A contemporary of Cassatt admired her paintings of mothers and children:
“It would seem, however, that Miss Cassatt has found her true bent in her recent pictures of children and in the delineation of happy maternity. Here she has caught with great fidelity the beauty of child life and the dignity of motherhood, fitting subjects for the artist’s brush, ennobling material for intellectual investigation. These she has portrayed with delicacy, refinement, and sentiment. Her technic [sic] appeals equally to the layman and the artist, and her color has all the tenderness and charm that accompanies so engaging a motif.”
Arthur Hoeber, “The Century’s American Artist Series: Mary Cassatt,” Century Magazine, no. 57 (March 1899); reprinted in Sarah Burns and John Davis, American Art to 1900: A Documentary History (Berkeley, CA: University of California Press, 2009), pp. 837-8.
Steven Buettner notes the significance of the motherhood theme in the late nineteenth century:
“It was during this time, during the Third Republic, that the subject of Modern Motherhood received its first thoroughgoing, unsentimental treatment by two artists working in France: Berthe Morisot and Mary Cassatt. These painters began to examine, tentatively at first, the psychological relationship between mother and child. From the time of the Renaissance, women artists who treated this subject purged it first of its religious and then of its historical, mythological, and sentimental overtones. Traditional compositions, however, were often preserved.”
Stewart Buettner, “Images of Modern Motherhood in the Art of Morisot, Cassatt, Modersohn-Becker, Kollwitz,” Woman’s Art Journal, vol. 7, no. 2 (Autumn 1986 - Winter 1987): 15.

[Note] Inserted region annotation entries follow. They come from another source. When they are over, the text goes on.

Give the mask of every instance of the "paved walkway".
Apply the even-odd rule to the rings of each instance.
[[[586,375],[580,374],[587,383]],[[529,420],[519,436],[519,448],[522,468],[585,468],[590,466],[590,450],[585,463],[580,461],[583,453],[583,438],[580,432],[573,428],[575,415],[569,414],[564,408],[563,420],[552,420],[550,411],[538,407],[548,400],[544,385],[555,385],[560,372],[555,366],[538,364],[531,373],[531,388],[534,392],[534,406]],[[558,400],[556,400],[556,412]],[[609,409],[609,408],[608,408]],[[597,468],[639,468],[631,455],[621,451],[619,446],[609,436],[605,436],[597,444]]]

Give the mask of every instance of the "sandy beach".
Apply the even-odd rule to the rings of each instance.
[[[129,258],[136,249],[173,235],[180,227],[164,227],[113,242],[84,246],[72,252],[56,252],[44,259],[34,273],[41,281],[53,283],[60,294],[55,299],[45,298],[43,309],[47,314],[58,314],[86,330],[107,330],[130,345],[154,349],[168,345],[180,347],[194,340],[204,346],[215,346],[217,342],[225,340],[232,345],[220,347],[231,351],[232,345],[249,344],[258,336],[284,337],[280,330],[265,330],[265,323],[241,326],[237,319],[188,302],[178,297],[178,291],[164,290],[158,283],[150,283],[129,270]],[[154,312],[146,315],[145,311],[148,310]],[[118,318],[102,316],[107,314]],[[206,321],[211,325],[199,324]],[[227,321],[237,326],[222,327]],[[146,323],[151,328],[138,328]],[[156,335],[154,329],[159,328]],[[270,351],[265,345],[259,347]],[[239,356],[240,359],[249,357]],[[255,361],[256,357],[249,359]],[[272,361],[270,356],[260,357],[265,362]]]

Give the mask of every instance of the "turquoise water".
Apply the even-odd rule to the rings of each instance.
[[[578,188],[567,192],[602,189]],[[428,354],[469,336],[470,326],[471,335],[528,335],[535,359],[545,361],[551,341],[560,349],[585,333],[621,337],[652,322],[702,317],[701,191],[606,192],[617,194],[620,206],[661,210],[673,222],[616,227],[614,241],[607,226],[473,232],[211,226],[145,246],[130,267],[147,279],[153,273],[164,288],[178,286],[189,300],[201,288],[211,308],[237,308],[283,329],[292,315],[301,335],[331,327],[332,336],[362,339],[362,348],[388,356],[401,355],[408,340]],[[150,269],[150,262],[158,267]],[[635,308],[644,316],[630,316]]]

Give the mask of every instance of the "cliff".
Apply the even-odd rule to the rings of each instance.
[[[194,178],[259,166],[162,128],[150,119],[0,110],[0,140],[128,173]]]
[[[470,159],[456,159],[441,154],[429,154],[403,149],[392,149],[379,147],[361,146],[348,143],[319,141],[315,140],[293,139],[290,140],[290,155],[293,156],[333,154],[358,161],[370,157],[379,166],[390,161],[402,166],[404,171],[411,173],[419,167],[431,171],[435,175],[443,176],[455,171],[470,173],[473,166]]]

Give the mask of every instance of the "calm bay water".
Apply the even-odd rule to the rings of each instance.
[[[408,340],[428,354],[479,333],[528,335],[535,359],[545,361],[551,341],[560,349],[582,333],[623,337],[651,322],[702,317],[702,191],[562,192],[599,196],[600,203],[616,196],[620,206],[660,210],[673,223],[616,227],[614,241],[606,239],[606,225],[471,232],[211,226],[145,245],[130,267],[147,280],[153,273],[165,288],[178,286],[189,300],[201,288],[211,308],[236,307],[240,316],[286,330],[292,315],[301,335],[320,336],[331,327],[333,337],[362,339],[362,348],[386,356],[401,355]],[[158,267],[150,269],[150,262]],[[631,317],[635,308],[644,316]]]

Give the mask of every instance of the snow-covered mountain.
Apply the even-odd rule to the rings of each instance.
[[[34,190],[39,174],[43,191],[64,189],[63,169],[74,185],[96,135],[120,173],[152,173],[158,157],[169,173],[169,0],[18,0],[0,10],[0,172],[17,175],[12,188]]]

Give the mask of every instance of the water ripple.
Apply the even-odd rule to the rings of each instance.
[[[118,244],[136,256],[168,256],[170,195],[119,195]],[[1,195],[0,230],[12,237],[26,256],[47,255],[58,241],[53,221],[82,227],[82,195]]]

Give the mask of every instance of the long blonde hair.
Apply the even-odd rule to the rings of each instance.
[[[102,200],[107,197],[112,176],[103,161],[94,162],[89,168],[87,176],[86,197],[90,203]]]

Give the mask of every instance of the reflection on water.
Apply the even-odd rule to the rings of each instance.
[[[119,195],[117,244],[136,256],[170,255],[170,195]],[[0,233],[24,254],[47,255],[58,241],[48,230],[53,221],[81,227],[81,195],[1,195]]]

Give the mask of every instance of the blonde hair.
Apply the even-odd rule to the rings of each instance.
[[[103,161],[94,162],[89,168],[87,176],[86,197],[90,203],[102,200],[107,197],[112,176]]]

Griselda Pollock offers insight into Cassatt’s compositional choices in The Child’s Bath :
“In The Child’s Bath… Cassatt again used contrasts of patterned areas to enliven and construct the painted surface against which the plain towel and the naked body of the child achieve pictorial prominence… in the painting Cassatt employed a more acute angle of vision, viewing the scene from above so that the space depicted is tilted sharply upwards towards the plane of the canvas. Yet the solidity of the forms, the opposing diagonals of the figures and the contrasts of texture deny this purely decorative tendency… the effect of the angle of vision is to concentrate attention on the two figures, whose gaze reinforces the direction of the spectator’s look toward the activity in which they are both engaged. By this means the image of mother and child is pruned of many of its traditional emotional associations. Thus in contrast to Cassatt’s previous work, in which formal devices were manipulated to engage interest in the unexpected symbolic meanings of a mundane act, a very structured composition is deployed here in order to emphasize the actions of rather than the relationship between mother and child.”
Griselda Pollock, Mary Cassatt. London: Chaucer, 2005, p. 110.